La demande d’asile était axée sur la violence fondée sur le sexe, c’est-à-dire que la demandeure d’asile a été victime de violence physique et sexuelle de la part de son ancien partenaire.
Selon la plainte, trois questions posées par la commissaire étaient inappropriées et elles témoignaient d’une incompréhension fondamentale de la nature de la violence familiale et d’un manque de sensibilité à l’égard des demandeures d’asile ayant subi de la violence fondée sur le sexe, contrairement aux Directives numéro 4 du président intitulées
Revendicatrices du statut de réfugié craignant d’être persécutées en raison de leur sexe. Plus précisément, la plaignante a fait valoir qu’il était inapproprié que la commissaire pose à la demandeure d’asile les questions suivantes : [traduction] « Alors, êtes-vous sûre d’avoir été violée? » et « Savez-vous qui est le père? », et qu’elle cherche à savoir pourquoi la demandeure d’asile suivait des séances de counseling depuis aussi longtemps et pourquoi elle avait vu autant de conseillers.
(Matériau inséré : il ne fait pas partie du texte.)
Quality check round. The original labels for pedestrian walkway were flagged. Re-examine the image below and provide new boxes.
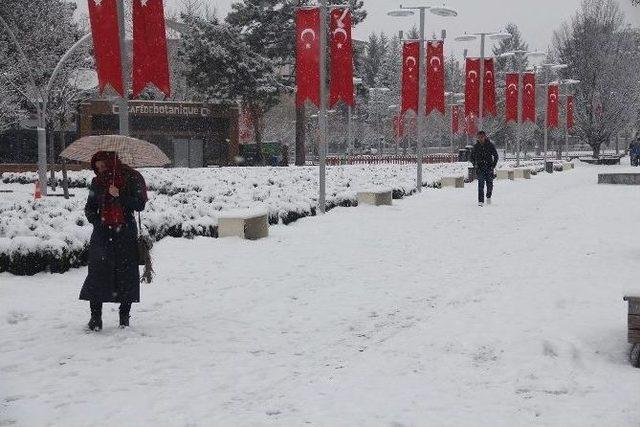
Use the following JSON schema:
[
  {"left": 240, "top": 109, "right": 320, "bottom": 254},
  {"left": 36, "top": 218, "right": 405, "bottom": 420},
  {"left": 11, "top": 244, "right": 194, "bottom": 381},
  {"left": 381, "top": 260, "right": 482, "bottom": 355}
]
[{"left": 0, "top": 166, "right": 640, "bottom": 427}]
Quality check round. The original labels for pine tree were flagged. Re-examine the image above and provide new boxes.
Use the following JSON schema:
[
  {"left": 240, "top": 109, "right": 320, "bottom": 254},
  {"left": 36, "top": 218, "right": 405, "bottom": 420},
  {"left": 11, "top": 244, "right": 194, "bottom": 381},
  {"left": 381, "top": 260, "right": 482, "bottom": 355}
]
[{"left": 493, "top": 24, "right": 529, "bottom": 72}]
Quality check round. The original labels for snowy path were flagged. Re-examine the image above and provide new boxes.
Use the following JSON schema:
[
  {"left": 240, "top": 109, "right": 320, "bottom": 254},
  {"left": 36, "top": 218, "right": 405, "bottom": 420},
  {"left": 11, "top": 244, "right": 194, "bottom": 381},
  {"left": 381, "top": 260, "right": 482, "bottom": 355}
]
[{"left": 0, "top": 166, "right": 640, "bottom": 427}]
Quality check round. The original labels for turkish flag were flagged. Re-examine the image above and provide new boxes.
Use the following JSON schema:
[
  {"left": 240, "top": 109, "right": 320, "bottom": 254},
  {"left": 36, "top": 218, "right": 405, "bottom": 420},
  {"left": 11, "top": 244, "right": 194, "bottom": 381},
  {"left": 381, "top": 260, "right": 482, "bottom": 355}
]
[
  {"left": 133, "top": 0, "right": 171, "bottom": 98},
  {"left": 505, "top": 74, "right": 520, "bottom": 123},
  {"left": 296, "top": 7, "right": 322, "bottom": 107},
  {"left": 329, "top": 8, "right": 355, "bottom": 107},
  {"left": 482, "top": 58, "right": 498, "bottom": 116},
  {"left": 464, "top": 58, "right": 480, "bottom": 117},
  {"left": 393, "top": 114, "right": 404, "bottom": 138},
  {"left": 426, "top": 40, "right": 445, "bottom": 116},
  {"left": 547, "top": 85, "right": 560, "bottom": 128},
  {"left": 401, "top": 42, "right": 420, "bottom": 114},
  {"left": 89, "top": 0, "right": 124, "bottom": 96},
  {"left": 464, "top": 113, "right": 478, "bottom": 136},
  {"left": 567, "top": 96, "right": 574, "bottom": 129},
  {"left": 522, "top": 73, "right": 536, "bottom": 123},
  {"left": 451, "top": 105, "right": 460, "bottom": 135}
]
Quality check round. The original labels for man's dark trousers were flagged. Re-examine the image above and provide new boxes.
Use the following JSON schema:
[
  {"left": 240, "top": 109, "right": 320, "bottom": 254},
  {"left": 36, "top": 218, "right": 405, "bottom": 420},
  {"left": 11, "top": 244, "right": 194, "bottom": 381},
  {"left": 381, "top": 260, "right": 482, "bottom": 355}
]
[{"left": 477, "top": 171, "right": 493, "bottom": 203}]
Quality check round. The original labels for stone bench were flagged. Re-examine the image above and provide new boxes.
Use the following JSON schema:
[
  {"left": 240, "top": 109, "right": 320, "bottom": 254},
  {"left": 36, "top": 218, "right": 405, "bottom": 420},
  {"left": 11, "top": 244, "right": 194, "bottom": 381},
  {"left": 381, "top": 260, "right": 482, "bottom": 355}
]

Le Bureau de l’intégrité a transmis la plainte au président pour qu’il décide, en vertu du paragraphe 5.5 de la
Procédure pour déposer une plainte à l’endroit d’un commissaire (la
Procédure), si les allégations étaient visées par le processus de traitement des plaintes.
Le président a décidé que les allégations étaient visées par la
Procédure et a renvoyé la plainte au directeur du Bureau de l’intégrité (le directeur) pour qu’il effectue une enquête.
La commissaire a été invitée à fournir au directeur une réponse à la plainte et a ensuite soumis des observations écrites. Le directeur a écouté l’enregistrement audio de l’audience et a examiné les observations des parties. Il a préparé un rapport d’enquête provisoire présentant ses constatations de faits et son analyse préliminaires, et il a donné aux deux parties l’occasion de le commenter. La plaignante a confirmé qu’elle n’avait aucun commentaire à faire sur le rapport provisoire, et la commissaire a soumis des observations écrites. Le directeur a ensuite préparé un rapport d’enquête final.
Dans le rapport d’enquête, le directeur a conclu qu’il y avait eu manquement au
Code de déontologie des commissaires de la Commission de l’immigration et du statut de réfugié du Canada (le
Code de déontologie) pour les raisons suivantes :
- Les directives numéro 4 soulignent la nécessité de tenir particulièrement compte des circonstances et des expériences des demandeures d’asile qui craignent d’être persécutées en raison de leur sexe. Les commissaires sont censés traiter les demandeures d’asile victimes de persécution fondée sur le sexe avec un degré de sensibilité approprié qui s’inspire du
Code de déontologie, comme le prévoient les Directives numéro 4. Cette sensibilité doit être respectée tout au long de la procédure.
- Bien que l’objectif de la commissaire soit d’évaluer la crédibilité en étudiant les incohérences entre l’exposé circonstancié de la demandeure d’asile, la preuve documentaire et le témoignage de la demandeure d’asile, la commissaire a posé les questions en cause sans souligner les incohérences qu’elle souhaitait expliquer et sans fournir à la demandeure d’asile un quelconque contexte. Même s’il est possible d’admettre que ces questions devaient être posées, elles l’ont été de façon brutale et elles manquaient de sensibilité. En outre, la troisième question aurait pu être interprétée comme une tentative de minimiser le traumatisme de la demandeure d’asile ou de le prendre à la légère.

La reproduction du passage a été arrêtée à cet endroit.